Creating a strong relationship between consumers and the brand has never been more important as we experience a worsening cost of living, with prices of essentials increasing and banks having to pull mortgage products and replace them with higher interest rates.
In the face of these mounting economic challenges, how can banks improve customer experience to boost customer retention?
Banks must improve their customer engagement
A recent report fromBraze shows that banks are falling behind in engaging with their customers. Engaging with customers forms the core foundation for the consumer-brand relationship, establishing trust and transparency from the very beginning of the customer journey.
Half of the consumers surveyed ranked trustworthiness as the top factor when it comes to their bank, whereas only 15% of surveyed marketers thought the same. This highlights the gulf between what marketers deem as important, and what consumers value. When engaging with customers is done poorly, it has a detrimental effect on the way they view the brand, diminishing customer loyalty.
Brands must engage customers in a way that creates a relationship strong enough to withstand turbulent times. Financial institutions have a responsibility to keep their customers informed and educated about the macro economic conditions that will impact them at an individual level – keeping customers at the heart of every action they take. This form of thoughtful customer engagement strategy can inspire customer loyalty and boost retention.
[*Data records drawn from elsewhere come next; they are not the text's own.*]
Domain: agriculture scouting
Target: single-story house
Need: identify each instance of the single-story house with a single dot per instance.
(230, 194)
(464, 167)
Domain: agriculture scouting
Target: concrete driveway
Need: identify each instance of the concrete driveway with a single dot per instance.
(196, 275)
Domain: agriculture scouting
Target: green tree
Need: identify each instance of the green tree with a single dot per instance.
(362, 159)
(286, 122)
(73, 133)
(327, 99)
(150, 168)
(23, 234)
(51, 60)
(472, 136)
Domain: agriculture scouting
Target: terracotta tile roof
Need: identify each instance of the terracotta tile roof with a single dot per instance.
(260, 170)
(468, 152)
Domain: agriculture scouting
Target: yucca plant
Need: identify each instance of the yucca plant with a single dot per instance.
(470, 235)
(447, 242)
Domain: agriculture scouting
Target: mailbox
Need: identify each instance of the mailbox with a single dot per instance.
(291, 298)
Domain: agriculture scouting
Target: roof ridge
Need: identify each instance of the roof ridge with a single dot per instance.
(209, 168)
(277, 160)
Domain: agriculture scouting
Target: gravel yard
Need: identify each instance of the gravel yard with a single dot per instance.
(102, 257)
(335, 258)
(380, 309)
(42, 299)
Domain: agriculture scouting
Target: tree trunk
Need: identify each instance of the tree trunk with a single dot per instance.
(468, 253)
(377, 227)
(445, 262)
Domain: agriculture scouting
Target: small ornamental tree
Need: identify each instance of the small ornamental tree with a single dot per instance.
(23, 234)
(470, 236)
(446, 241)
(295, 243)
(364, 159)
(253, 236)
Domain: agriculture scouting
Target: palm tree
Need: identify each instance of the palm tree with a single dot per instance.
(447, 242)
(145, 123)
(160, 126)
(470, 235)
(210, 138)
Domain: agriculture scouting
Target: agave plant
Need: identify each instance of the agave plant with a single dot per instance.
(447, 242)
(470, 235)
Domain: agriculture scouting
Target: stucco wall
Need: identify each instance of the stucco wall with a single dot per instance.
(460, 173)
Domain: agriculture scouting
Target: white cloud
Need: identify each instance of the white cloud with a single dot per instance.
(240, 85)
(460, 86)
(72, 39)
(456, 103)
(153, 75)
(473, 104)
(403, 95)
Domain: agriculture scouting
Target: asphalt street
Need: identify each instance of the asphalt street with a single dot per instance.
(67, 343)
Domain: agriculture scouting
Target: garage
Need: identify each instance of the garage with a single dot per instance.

The research from Braze shows that many banks are underperforming when it comes to customer engagement, demonstrating overconfidence. 84% of the EMEA surveyed marketers questioned said that customers are very or extremely satisfied, however more than half of the surveyed customers disagreed.
How do they fix it?
One thing that many banks are doing is over-messaging consumers. The frequency at which messages are sent impacts how your brand is viewed and the value they place on the messages sent to them. Braze’s research shows 60% of consumers prefer to receive communications from their financial services brands less frequently than once a week. Instead, banks must employ a more sophisticated approach to their customer engagement strategy, which is more personalised and tailored to the way customers are choosing to interact with the brand. For example, sending messages after a consumer takes a key action (e.g. begins the process of applying for a credit card but doesn’t finish) can be far more effective than sending messages at a specified time. Braze research shows that this action-based approach can increase conversion rates by 12 fold and open rates by 30% on email and 25% on direct push notifications when compared to time-based campaigns.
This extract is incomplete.